Learning to See in the Dark

A trip to Tibet in 2009 changed the life of Shiyin Cai forever. The YPO member and current CEO of her family’s portfolio of Chinese art museums and boutique hotels, Cai grew up in an entrepreneurial family, attended the best schools in China and the United States, and was climbing the corporate ladder at GE — and then her eyes were opened.

I was brought up in a very traditional way in China,” says Shiyin Cai. “I did what was expected. But, I was always wondering what my real value is, if I was making a difference in the world.” On that trip to Tibet, she visited a school for the blind and was struck by the fact that despite being blind and surviving on very little income, the children were full of joy.

“I was surrounded by children who were, by far, the happiest children I’d ever met, even though they had about 70 cents per day for their living expenses,” muses Cai. She says it was then she realized her values were not about how much money she could earn or how high she could climb in society and her career, but what she really valued was how much difference she could make in other people’s lives.

She abruptly ended her travels and went to work as a volunteer at a vocational school for the blind. “That was the start of my whole journey; that’s when I started devoting myself to blind children,” explains Cai. “The biggest challenge for blind people is not the physical disability; they can overcome that. What they cannot overcome is society’s stereotypes about what they can do.”

The problem haunted her, she says, until she found a solution after attending a special exhibit, Dialogue in the Dark, when visiting a friend in Atlanta, Georgia, USA. Dialogue in the Dark is an international organization offering sighted people the opportunity to experience blindness, introducing them to how they can use their other senses as they go about their usual routine.

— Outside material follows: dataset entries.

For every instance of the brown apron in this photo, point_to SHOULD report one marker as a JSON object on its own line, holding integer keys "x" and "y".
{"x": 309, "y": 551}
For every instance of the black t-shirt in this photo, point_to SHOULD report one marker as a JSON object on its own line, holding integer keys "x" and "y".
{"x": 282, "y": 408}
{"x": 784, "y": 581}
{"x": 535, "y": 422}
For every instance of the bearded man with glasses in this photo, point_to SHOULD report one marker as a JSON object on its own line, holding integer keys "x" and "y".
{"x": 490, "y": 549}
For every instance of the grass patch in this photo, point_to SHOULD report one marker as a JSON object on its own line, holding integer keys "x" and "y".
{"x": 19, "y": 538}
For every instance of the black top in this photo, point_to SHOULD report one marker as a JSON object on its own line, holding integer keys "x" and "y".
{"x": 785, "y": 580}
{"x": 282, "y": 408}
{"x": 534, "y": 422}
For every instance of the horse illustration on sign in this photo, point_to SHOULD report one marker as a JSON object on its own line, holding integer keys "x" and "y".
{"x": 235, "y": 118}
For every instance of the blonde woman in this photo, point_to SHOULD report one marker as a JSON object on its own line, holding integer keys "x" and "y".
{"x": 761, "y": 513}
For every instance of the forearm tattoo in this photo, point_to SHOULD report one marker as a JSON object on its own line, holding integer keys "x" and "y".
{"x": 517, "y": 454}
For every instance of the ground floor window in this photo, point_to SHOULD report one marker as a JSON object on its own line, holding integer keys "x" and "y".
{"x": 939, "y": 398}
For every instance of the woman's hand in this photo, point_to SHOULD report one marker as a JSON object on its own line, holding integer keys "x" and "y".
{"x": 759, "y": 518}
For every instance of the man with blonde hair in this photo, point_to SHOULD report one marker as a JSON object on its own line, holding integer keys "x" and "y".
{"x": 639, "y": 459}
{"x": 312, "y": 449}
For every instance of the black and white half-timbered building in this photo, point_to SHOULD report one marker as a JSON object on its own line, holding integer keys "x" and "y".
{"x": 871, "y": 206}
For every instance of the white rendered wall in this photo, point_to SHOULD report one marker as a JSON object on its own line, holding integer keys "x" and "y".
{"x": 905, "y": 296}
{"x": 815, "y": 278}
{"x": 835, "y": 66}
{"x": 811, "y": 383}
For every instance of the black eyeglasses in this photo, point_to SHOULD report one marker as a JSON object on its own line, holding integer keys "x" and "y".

As part of the exhibit, Cai spent 75 minutes in total darkness. The experience helped her see the solution is not to change blind people, but to change sighted people’s views of blind people’s abilities.

Cai was particularly drawn to Dialogue in the Dark’s business model as a social enterprise rather than an NGO. “I had been in the business world for almost 12 years and was always looking for a sustainable way of doing good. Dialogue in the Dark is self-sustainable. I figured I could use all my business knowledge and experience to maximize my impact.”

She went to work for Dialogue in the Dark’s corporate office in Hamburg, Germany, serving as its COO, before returning to her homeland, bringing the franchise to Shanghai in 2011, followed by Chengdu, Beijing, Shenzhen, and Nanjing. One of the services she offers through Dialogue in the Dark China is leadership training. Groups of leaders enter a pitch-dark room with blind guides, are organized into teams, and given tasks to complete.
“What makes this very different from the other training is we don’t tell you what you should do,” Cai says. “You look inward instead of outward. Most of us, when we make mistakes, we blame external factors, but the dark experience forces you to look at yourself. You realize maybe that person didn’t understand, not because he is not smart, but because you didn’t explain it in a way he can understand. It drives empathy, communication skills, listening skills.”

Dialogue in the Dark China has trained more than 500 companies. “My biggest accomplishment is to witness people change in half a day. It is difficult for leaders to be aware of their own problems and to be willing to change. So, this is exciting,” Cai reveals.

She adds that diversity makes a company stronger and a leader better. “When you are a leader, you want a team of people with different opinions from you. If everybody has the same opinion, then why do you need a team? Most of the time, we are blind, even when we can see. Our visually impaired employees show us things we don’t see. This is why we always say that we need to let blind people teach us how to see.”